The Utility of Confession

This is why I believe we are told in one of the earliest books of the New Testament, “Confess your sins to one another.” This is not a call for some institutional routine requiring a priest or other designated leader of God’s people to dispense pseudo-forgiveness, but rather the insistence upon the same sort of transparency among Christians as we enjoy (and occasionally wince over) in the presence of God: no obfuscation, no deliberate misleading, no shining one another on, no pretending to be better than we are. What you see should be what you get. When it isn’t, or hasn’t been, then it’s time to correct the public record, no matter how embarrassing that may be. If we are to remain in fellowship with the Lord and his Body, no other way of being is possible for us.

Moreover, I do not believe James is calling for the sort of generic humble-bragging we often engage in, usually in order to dismiss the seriousness of sin. You know the sort of nonsense I mean: “Well, you know, we are all sinners” or “Christians aren’t perfect, just forgiven.” These are template disclaimers we employ as excuses for our behavior, not personal confessions of wrongdoing or wrong-speaking. Nor, I think, is James calling for rounds of public chest-beating where we deliberately draw attention to ourselves by reeling off a list of recent offenses great and small whenever we gather together, competing for the dubious title of Chief of Sinners. Neither extreme is useful. Sometimes a public confession is called for, but most of the time simply being honest with one another in normal conversation will suffice. What a relief it is when we can speak candidly and unreservedly to one another about our struggles, and see our brothers and sisters nod and say, “I know what you mean. I’ve had that experience.”

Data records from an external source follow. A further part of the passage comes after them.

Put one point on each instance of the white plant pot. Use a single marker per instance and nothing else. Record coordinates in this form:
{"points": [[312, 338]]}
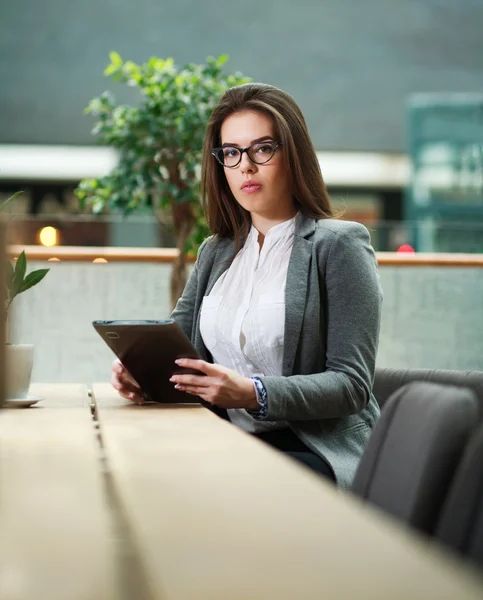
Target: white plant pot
{"points": [[19, 361]]}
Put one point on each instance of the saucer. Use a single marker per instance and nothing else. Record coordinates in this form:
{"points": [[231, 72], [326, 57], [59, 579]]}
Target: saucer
{"points": [[22, 402]]}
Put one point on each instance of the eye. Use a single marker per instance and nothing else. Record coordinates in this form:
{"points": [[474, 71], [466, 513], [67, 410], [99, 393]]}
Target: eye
{"points": [[263, 149], [229, 152]]}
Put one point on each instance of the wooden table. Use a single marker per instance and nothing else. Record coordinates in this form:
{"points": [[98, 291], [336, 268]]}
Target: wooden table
{"points": [[55, 523], [215, 514], [172, 503]]}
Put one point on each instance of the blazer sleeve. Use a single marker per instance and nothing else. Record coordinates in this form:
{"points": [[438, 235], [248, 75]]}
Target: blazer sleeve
{"points": [[353, 299], [183, 312]]}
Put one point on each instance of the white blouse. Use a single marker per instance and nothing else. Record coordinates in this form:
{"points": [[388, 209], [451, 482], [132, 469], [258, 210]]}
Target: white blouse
{"points": [[242, 320]]}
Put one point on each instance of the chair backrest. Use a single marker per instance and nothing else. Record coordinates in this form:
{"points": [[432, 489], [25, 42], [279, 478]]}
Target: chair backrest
{"points": [[414, 449], [387, 381], [461, 522]]}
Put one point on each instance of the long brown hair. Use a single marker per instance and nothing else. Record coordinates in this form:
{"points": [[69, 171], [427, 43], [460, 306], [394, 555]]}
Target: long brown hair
{"points": [[226, 218]]}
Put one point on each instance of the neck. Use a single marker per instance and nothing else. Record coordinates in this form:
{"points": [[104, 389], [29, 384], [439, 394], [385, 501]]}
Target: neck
{"points": [[263, 223]]}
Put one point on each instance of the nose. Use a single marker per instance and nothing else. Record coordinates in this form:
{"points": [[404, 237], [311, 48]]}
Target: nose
{"points": [[246, 165]]}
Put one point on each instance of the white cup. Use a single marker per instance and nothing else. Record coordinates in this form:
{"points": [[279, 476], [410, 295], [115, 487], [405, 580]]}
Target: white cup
{"points": [[19, 360]]}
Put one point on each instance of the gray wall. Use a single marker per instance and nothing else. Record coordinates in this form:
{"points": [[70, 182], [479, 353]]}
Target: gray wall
{"points": [[432, 317], [351, 65]]}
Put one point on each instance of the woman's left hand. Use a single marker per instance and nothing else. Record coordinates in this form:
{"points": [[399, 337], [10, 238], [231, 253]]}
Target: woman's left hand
{"points": [[219, 386]]}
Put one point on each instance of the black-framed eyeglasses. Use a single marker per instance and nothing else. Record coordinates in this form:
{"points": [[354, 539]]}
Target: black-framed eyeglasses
{"points": [[259, 153]]}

Someone has said you don’t have to keep track of lies you haven’t told. You also don’t have to perpetuate deceptions you haven’t engaged in.

What is in Man?

So what is in man? The Lord Jesus knew. He always knows. Many times our brothers and sisters know too. When we attempt to deceive our fellow members of Christ, most of us are nowhere nearly as clever about it as we imagine. Moreover, we are dealing with men and women who are being daily taught by the Holy Spirit, who have the mind of Christ, some at least of whom “have their powers of discernment trained by constant practice to distinguish good from evil”. Many of them have been down the same road, and they know all the same tricks.

And why try to deceive them? When we succeed we only diminish them, and when we fail we diminish ourselves.